News photographer Bill Strothman and pilot Gary Pfitzner were killed in the crash Tuesday. Another man, 38-year-old Richard Newman, was traveling in a car and suffered severe burns in the crash.
Flying an aircraft with members of the media day after day, Stahl says everyone on board plays a role in keeping their air travel safe. He says he had a crew-type relationship with the photographers and reporters who traveled with him.
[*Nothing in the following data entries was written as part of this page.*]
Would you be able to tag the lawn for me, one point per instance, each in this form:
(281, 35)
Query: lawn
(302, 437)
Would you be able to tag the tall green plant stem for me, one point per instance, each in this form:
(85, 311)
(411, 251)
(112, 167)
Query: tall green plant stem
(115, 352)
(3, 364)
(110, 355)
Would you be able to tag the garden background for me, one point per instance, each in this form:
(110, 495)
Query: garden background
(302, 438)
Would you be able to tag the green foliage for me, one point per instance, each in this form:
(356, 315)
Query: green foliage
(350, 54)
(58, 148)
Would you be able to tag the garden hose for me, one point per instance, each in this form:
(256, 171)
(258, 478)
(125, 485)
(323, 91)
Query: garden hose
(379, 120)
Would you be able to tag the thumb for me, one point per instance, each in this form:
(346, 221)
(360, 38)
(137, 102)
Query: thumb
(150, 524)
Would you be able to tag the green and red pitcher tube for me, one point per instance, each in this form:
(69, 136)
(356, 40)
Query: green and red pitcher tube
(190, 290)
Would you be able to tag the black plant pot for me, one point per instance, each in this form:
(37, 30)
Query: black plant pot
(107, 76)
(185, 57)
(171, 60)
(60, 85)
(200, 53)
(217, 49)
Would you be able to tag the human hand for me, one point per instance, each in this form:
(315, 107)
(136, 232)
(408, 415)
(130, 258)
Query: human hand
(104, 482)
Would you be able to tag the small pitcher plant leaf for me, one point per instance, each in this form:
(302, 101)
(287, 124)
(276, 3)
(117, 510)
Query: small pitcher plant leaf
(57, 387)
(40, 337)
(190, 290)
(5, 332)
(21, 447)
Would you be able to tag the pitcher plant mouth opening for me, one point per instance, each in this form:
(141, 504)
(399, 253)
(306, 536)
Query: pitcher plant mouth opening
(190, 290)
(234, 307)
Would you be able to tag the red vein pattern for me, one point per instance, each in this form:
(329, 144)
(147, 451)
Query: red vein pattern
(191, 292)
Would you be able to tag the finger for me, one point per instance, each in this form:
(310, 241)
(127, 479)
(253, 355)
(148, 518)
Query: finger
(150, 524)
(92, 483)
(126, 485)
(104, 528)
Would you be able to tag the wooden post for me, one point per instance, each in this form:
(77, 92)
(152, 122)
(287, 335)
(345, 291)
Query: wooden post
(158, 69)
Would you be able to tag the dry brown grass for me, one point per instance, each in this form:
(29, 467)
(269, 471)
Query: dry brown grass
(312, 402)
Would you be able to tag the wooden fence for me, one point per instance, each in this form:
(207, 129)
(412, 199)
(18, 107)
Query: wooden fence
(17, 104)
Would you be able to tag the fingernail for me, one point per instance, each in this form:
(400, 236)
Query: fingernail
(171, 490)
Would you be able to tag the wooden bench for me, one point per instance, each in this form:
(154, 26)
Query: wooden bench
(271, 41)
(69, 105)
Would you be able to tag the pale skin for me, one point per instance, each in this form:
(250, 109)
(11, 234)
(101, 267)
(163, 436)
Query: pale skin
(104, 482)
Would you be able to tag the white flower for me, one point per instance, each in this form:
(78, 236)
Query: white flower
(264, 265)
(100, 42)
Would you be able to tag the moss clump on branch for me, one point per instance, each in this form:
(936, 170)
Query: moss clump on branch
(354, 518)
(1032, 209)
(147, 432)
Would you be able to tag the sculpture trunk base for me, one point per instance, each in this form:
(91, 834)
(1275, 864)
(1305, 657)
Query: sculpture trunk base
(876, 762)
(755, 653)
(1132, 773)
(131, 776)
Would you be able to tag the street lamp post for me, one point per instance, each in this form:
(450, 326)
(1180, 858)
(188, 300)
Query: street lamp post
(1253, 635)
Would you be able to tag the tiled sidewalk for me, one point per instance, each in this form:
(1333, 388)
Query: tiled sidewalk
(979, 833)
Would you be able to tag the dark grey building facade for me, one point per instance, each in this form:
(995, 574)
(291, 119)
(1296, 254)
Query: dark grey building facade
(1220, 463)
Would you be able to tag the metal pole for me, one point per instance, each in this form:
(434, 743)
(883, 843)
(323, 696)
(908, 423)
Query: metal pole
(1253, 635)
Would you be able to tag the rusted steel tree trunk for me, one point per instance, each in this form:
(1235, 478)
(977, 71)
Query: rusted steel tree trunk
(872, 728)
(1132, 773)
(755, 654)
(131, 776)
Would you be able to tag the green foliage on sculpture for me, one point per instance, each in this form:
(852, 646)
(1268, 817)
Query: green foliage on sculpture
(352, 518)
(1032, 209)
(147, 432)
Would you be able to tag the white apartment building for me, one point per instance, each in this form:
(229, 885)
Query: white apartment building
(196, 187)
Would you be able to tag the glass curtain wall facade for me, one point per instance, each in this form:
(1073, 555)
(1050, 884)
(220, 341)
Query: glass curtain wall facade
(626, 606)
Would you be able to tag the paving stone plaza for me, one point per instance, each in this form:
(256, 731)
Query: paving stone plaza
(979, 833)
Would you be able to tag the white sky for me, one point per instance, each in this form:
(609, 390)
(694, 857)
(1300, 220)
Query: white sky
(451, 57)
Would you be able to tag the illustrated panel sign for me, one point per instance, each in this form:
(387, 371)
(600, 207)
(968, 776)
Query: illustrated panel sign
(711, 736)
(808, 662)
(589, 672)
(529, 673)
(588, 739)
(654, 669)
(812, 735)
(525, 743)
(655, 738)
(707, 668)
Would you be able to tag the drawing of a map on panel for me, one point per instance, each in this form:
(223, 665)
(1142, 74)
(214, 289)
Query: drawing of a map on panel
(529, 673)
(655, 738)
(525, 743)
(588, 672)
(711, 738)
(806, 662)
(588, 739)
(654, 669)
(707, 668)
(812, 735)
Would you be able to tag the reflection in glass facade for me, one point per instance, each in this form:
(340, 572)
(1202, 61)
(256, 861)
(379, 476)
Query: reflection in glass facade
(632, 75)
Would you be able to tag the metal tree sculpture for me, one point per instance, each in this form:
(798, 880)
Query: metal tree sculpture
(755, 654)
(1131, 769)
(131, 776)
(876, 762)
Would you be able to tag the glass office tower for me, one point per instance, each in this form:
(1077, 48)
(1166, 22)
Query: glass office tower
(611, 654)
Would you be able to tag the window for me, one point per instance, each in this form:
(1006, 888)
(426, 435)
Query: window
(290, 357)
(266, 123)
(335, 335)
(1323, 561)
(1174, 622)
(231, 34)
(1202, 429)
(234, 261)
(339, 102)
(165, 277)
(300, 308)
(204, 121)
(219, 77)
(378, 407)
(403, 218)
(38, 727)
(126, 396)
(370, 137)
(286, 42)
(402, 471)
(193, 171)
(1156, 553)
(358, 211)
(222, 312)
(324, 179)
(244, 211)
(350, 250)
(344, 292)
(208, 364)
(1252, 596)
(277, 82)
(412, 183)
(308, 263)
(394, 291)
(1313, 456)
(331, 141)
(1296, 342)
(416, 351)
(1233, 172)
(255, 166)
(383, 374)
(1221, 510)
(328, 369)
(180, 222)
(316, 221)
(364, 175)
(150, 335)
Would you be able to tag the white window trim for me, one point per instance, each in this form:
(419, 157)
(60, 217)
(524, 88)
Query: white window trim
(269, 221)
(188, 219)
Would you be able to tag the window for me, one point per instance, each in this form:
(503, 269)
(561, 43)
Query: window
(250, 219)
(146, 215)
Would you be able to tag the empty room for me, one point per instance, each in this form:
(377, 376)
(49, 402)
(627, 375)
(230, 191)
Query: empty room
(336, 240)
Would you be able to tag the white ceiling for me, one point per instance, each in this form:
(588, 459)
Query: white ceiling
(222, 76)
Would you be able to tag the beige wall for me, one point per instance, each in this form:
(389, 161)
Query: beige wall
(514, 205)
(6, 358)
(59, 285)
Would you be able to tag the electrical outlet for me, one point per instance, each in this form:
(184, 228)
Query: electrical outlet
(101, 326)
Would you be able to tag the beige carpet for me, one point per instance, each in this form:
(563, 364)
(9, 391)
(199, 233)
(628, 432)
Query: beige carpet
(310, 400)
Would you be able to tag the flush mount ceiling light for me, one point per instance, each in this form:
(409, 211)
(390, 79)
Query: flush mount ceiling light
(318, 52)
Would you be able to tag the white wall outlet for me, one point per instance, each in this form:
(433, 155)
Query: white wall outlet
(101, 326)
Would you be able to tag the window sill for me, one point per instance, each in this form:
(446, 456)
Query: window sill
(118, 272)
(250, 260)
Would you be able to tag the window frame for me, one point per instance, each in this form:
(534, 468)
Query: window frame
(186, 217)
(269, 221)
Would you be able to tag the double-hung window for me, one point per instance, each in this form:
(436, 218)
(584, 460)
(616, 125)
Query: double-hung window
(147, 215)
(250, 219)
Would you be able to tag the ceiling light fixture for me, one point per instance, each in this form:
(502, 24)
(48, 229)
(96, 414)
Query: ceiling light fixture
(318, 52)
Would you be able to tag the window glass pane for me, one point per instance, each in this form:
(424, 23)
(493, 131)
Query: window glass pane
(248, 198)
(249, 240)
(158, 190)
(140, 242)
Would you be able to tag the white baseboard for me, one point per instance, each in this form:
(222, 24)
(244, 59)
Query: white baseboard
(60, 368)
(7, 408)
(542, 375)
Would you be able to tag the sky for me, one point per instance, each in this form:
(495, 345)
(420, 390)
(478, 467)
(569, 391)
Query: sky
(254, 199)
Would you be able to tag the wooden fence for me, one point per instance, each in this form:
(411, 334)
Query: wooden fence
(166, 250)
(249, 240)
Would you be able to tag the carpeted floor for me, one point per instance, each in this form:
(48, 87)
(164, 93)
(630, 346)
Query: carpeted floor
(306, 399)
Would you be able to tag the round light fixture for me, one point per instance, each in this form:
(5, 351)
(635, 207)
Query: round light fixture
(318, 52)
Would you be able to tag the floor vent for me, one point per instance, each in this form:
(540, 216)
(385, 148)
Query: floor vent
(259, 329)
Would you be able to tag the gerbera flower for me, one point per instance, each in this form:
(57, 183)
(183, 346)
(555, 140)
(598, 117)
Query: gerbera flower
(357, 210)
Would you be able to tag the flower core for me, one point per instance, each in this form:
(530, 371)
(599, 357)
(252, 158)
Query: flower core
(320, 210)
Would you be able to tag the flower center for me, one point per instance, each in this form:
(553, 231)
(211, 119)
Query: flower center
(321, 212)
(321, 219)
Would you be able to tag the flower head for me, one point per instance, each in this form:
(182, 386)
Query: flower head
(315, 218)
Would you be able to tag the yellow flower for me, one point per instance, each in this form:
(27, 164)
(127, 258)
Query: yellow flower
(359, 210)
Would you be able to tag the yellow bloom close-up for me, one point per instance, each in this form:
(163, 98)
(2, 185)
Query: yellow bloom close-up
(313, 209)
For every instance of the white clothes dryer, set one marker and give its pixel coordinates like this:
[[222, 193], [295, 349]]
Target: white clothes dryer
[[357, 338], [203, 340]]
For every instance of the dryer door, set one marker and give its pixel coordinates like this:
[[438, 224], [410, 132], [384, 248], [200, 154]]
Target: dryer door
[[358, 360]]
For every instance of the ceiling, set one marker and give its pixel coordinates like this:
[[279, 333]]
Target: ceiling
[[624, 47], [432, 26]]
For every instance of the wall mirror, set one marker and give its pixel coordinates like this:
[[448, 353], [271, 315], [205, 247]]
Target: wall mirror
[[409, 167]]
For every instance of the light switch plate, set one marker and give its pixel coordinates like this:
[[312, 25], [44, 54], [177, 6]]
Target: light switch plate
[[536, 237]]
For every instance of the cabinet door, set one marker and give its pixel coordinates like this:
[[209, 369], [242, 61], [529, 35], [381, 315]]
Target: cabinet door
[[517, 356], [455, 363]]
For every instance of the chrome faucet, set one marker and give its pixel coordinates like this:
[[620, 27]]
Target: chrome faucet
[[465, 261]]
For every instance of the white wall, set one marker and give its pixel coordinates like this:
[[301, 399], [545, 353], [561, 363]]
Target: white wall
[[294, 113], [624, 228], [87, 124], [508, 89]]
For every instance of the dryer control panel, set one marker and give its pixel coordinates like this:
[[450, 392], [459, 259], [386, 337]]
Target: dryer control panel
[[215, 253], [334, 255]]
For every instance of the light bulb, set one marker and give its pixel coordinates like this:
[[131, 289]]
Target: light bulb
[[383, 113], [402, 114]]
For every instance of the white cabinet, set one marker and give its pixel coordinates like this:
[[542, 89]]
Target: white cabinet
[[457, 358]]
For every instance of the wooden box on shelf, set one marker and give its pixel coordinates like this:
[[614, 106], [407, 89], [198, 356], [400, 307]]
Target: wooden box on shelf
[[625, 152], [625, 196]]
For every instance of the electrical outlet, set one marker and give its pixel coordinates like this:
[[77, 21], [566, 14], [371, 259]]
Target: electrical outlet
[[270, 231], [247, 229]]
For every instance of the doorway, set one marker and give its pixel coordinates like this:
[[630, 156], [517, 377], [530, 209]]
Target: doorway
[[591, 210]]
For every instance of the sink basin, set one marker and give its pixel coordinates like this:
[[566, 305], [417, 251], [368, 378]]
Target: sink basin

"I said, 'You're not a passenger. You are part of the crew. If you see something, hear something, feel something that you don't like, you just let me know. Or if you're not comfortable with anything I'm doing, we go back and we land,'" says Stahl. "So you rely on one another. It's a very symbiotic relationship."
Even in the most routine flights, Stahl explains the pilot is always prepared and always thinking about what to do if things take a dangerous turn.
"One thing a helicopter pilot is taught quite literally from the day that they get in their first helicopter [...] is that you're always looking for some place to go in the case of emergency."
In his days flying in downtown Seattle, Stahl says Broad Street, where the crash occurred Tuesday, was a favorable route just for that reason.
"I pretty much flew right down Broad Street there because that offers at least some place to go if you had some sort of a catastrophic failure," says Stahl. "So I can pretty much guarantee that he was thinking about that before he even knew he had a problem."
Once he knew something was wrong, Stahl says pilot Gary Pfizner then would have been trying to avoid secondary damage to structures, vehicles, and people on the ground.
"It sounds like with the number vehicles and people who may have been around down there, he did a pretty good job."
Navigating an aircraft around the busy Seattle skyline is a task that is getting more difficult as the city grows Stahl says.
"It seemed like every other week they were putting up a new construction crane, a new building goes up here, a new building goes up there, and the window of operation to land and takeoff from those rooftop helipads downtown has become more and more restricted."
Compared to other cities, Stahl says Seattle has never been that supportive of helicopter flight within city limits.
"They kind of did a compromise quite a few years ago to [allow] medical, law enforcement, and news media," says Stahl. "That will certainly be revisited."
Seattle Mayor Ed Murray says they will be looking at whether they should be handling helipads in the city differently.
"We want to understand what actually happened," says Murray, "so we can understand what we need to do in the future to prevent this from happening."
Stahl hopes they don't immediately jump to much stronger restrictions as a result of this incident. "I hope they don't have a knee-jerk reaction and try to restrict it completely, but who knows what will happen in that regard."
The National Transportation Safety Board and the Federal Aviation Administration investigations are continuing at the crash scene in attempts to determine just what went wrong.